The Diversity Show, 6 November 2008

(unofficial transcription)

We sometimes speak now, in very recent years, about diversity as if it was a novelty, as if it were a concept of which we have no experience in times past. And in doing so we sometimes display multiple amnesia.

We have forgotten what this continent was like, not so long ago. We have forgotten the religious tensions. We have forgotten the extent to which religion and state were intertwined. We have overlooked the fact that it is not only in the last number of years that there were difficulties with radicalised groups.

I live and work in Northern Ireland for the last number of years.

And there that past is ever present and it is a constant reminder of the extent to which considerations, which we had hoped had gone were still with us.

For more than four hundred years, there have been significant tensions in that place.

Tensions based on regions, religion, language, origin, identity, sense of self.

When I First went to live and work in Belfast, a place that I knew reasonably well, somebody said to me “there are 57 ways of knowing the difference between a Catholic and a Protestant”.

Your name, the school you went to, how you pronounce the eighth letter of the alphabet; that’s the one after g, the colour of your hair, whether one has freckles, whether you put milk in the cup before or after the tea.

Some of these have a base in reality. The reason for putting milk in the tea is revealing. The Catholic logic of this is that, if you put the milk first in the tea, you don’t break the china cup. And if you put milk first you are a Protestant because only Protestants had china cups.

And diversity in Northern Ireland has become an elaborate system of separateness where children hear a different version of the history of Northern Ireland on their parents’ knee. They go to different schools. Ninety-five percent of children go to schools that are separated by religion. They live in different places. More than ninety percent of public housing is segregated.
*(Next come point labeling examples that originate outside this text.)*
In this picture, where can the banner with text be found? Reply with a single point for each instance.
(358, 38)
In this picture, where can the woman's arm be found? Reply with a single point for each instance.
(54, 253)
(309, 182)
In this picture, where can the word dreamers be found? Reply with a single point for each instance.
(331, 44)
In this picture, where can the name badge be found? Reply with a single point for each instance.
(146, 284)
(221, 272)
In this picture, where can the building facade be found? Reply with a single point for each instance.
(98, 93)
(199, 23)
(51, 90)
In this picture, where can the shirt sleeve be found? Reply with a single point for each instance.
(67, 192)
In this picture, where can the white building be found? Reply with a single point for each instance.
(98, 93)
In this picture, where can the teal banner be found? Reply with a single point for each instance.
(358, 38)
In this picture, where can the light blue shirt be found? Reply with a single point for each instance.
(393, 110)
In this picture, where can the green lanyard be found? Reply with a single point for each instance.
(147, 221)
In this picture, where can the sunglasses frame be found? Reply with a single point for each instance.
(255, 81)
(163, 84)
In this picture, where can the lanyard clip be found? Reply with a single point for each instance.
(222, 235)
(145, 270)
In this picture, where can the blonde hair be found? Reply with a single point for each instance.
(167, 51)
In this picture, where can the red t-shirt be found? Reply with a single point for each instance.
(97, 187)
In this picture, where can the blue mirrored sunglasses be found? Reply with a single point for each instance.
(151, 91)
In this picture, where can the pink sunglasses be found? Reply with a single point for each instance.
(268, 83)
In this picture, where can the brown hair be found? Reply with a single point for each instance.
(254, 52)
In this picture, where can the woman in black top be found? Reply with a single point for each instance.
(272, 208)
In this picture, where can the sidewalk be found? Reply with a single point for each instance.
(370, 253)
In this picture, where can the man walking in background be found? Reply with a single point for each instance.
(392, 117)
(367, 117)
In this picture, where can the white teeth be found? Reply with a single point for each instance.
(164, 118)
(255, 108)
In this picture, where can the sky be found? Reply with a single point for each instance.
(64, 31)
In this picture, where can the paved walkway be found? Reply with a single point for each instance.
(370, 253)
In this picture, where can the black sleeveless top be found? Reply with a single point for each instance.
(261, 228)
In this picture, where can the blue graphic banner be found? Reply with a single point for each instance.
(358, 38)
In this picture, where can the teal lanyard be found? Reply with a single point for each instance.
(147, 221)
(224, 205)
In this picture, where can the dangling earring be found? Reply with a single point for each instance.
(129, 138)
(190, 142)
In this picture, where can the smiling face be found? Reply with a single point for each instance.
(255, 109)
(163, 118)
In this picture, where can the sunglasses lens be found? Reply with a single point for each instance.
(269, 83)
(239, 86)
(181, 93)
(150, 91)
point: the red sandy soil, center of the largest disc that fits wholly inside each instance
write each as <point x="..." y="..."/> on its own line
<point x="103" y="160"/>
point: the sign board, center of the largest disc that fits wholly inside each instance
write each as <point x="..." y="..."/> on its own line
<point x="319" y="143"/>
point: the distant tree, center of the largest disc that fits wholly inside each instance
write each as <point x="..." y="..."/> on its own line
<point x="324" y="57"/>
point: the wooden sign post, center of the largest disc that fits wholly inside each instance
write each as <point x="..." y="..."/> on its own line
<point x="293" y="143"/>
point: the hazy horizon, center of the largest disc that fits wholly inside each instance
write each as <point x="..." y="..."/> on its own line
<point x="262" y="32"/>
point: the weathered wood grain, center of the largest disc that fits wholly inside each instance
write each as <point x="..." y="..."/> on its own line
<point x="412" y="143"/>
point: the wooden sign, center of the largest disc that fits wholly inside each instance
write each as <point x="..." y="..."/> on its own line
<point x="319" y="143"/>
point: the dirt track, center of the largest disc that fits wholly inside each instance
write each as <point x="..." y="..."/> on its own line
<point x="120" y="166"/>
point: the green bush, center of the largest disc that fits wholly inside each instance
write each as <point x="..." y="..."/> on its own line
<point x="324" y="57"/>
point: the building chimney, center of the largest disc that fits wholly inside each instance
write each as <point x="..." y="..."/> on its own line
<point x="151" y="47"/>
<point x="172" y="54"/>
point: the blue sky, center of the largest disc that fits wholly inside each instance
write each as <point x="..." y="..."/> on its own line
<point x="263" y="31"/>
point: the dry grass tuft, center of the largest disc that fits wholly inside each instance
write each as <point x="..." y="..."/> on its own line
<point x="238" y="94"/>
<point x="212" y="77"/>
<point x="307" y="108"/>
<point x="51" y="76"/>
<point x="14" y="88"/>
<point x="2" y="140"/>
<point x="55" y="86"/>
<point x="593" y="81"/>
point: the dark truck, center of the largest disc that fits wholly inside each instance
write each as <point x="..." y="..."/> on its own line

They play different games, they follow different sports, and they grew up to replicate exactly those things in their own children. I have identified what I describe as two syndromes in Northern Ireland. The first is “the looking glass syndrome”.

If you look into a mirror, all you see is what’s behind you. You never see through to the other side. And everything then is self-referential.

And the second syndrome is what I call “the see-saw syndrome”.

If I am down this is because you’re up, and the only way I can get up is by bringing you down. So equality for example is the limited commodity. If I have more, you have less. The glass is always half empty for me or half full for you. There is a disadvantage race that everybody seems to want to win.

Somebody says that the problem with people in Northern Ireland is; they can not live together. The actual problem of course is that they do live together. And that’s a reality with which we have to connect.

It seems to me that one of the significant challenges for public broadcasting in our times is to ensure that people can not live exclusively in their own cultures.

And it brings us to the question of why the issue of diversity is important for broadcasters and particularly for public broadcasters? To me there is one simple response to that question and that is, if we are funded by the public, than we must serve that public. And if we want that funding, that licence fee, that tax to come from all the public, than we must serve all that public.

There is no escape from that logic. It’s not an easy task because we have been very good at excluding people for a very long time.

The Christian bible says “the poor are always with us”. Well, they are not in broadcasting, they are rarely seen in our mainstream programming.

Women have been excluded from the airwaves for a very long time. They are now more present on air and in the control room, but still underrepresented in management and that situation may be disimproving rather than improving.

People with disabilities are rarely seen as much as they should be, except in programs for or about themselves.
One of the constellations of age is that, and I was glad to see the old footage from NOS earlier in the day, because it’s possible to remember just how things were, and how much has changed, but it’s also possible to realise just how little may have changed.

I think that the fundamental challenge to us, as I said, is not to allow people exclusively in their own cultures. One of the real challenges of leadership, and broadcasters have roles of leadership, is to bring people to unfamiliar destinations. Where there is a mirror to provide a window. So that they can see through into the totality and the richness of the societies in which they live. We have seen remarkable change in our time in broadcasting, and I think that one of our key roles is to persuade the audience of what the Belfast poet Louis McNeeth called “the need to rejoice in the drunkenness of things being various”.

It is a good model. It is a good principle and I commend it to you.

I thank you for your patience in listening.